I remain hopeful therefore that we will see further progress in countering PRC policies and strengthening U.S. ties with Taiwan.

Initial Biden administration actions also speak loudly to both China and Taiwan

In fact, the Biden Administration in its first week in office has already taken bold steps with regard to both Taiwan and the PRC:

—Taiwan representative invited to the inauguration

Although there was no pre-inauguration phone call from President Tsai to President-elect Biden, Taiwan's representative to the United States Hsiao Bi-khim (蕭美琴) was formally invited to attend the Jan. 20 inauguration of President Biden, making her the first Taiwan representative to receive an official invitation to an inauguration since the United States severed diplomatic relations in 1979.

—U.S. aircraft carrier group entered the South China Sea

A U.S. aircraft carrier strike group led by the USS Theodore Roosevelt entered the South China Sea on Jan. 23 to promote “freedom of the seas,” the U.S. Indo-Pacific Command announced on Jan. 24.

The movement was a clear signal to the PRC in response to the major incursion on Jan. 23 of 13 PLA bombers and fighter jets into Taiwan’s air defense identification zone in the vicinity of the Pratas Islands.
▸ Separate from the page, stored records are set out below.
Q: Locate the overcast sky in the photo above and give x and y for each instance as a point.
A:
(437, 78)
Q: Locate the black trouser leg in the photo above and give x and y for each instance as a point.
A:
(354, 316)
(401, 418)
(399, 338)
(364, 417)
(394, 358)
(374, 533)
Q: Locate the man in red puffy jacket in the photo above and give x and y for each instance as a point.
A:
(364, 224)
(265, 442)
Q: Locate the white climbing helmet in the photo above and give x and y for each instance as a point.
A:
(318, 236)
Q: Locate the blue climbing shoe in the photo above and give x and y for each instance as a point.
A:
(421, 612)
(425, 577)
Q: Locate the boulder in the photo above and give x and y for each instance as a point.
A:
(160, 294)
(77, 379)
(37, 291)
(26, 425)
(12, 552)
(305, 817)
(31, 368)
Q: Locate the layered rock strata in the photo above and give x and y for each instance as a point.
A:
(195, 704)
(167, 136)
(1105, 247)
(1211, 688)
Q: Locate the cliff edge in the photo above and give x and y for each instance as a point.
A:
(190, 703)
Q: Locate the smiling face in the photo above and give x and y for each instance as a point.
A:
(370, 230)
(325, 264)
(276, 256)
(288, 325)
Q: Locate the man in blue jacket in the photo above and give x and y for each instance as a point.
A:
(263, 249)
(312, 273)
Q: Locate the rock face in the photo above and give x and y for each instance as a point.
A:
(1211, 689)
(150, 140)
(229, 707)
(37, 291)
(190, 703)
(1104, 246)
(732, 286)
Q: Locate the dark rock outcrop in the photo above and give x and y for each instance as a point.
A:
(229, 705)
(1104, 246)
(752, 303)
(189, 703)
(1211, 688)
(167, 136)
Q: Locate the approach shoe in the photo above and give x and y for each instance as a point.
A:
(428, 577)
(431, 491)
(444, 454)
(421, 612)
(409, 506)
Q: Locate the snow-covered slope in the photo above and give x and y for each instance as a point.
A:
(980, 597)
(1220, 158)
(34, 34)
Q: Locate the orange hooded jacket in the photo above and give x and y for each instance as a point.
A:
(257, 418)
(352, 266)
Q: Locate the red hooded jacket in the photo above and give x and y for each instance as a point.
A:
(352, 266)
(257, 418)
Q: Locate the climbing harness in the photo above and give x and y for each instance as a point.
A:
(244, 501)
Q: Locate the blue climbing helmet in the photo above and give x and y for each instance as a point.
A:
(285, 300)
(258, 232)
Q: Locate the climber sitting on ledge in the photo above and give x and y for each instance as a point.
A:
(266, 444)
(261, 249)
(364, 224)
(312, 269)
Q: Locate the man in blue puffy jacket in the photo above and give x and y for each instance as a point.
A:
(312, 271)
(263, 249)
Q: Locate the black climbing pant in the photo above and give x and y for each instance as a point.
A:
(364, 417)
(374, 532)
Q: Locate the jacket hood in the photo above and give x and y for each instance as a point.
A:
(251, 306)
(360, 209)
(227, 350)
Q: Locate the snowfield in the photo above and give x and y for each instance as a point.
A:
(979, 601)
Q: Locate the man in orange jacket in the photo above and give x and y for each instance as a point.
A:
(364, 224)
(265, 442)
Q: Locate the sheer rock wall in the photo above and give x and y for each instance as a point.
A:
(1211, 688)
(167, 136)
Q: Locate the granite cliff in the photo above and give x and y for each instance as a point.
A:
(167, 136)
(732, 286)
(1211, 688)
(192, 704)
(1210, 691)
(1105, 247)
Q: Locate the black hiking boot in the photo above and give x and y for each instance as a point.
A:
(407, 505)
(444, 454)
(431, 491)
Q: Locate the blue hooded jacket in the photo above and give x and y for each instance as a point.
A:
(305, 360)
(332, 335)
Taiwan’s Ministry of National Defense said it was the highest number PRC intrusions observed in a single day this year.

Rear Adm. Doug Verissimo, commander of the strike group, was quoted as saying “With two-thirds of the world’s trade traveling through this very important region, it is vital that we maintain our presence and continue to promote the rules-based order which has allowed us all to prosper.”

—U.S. urges the PRC to halt pressure on Taiwan

Also on Jan. 23, President Biden’s administration urged the PRC to stop trying to pressure Taiwan militarily and called on both sides of the Taiwan Strait to engage in dialogue. The U.S. State Department spokesman issued a statement noting “with concern” the pattern of ongoing attempts by the People’s Republic of China to intimidate its neighbors, including Taiwan.

"We urge Beijing to cease its military, diplomatic, and economic pressure against Taiwan and instead engage in meaningful dialogue with Taiwan’s democratically elected representatives," it said.

The statement significantly and strongly added, “We will stand with friends and allies to advance our shared prosperity, security, and values in the Indo-Pacific region — and that includes deepening our ties with democratic Taiwan.” It reiterated Washington’s stance of supporting “a peaceful resolution of cross-strait issues, consistent with the wishes and best interests of the people on Taiwan.”

The statement also said that the United States would continue to assist Taiwan in maintaining “sufficient self-defense capability,” as outlined in the Three Joint Communiques, the Taiwan Relations Act, and notably the “six assurances.” “Our commitment to Taiwan is rock-solid and contributes to the maintenance of peace and stability across the Taiwan Strait and within the region,” it strongly concluded.

It is difficult to imagine a more powerful statement of support for Taiwan at the start of a new U.S. administration. I believe we should all take heart that the Biden administration is off to an excellent start.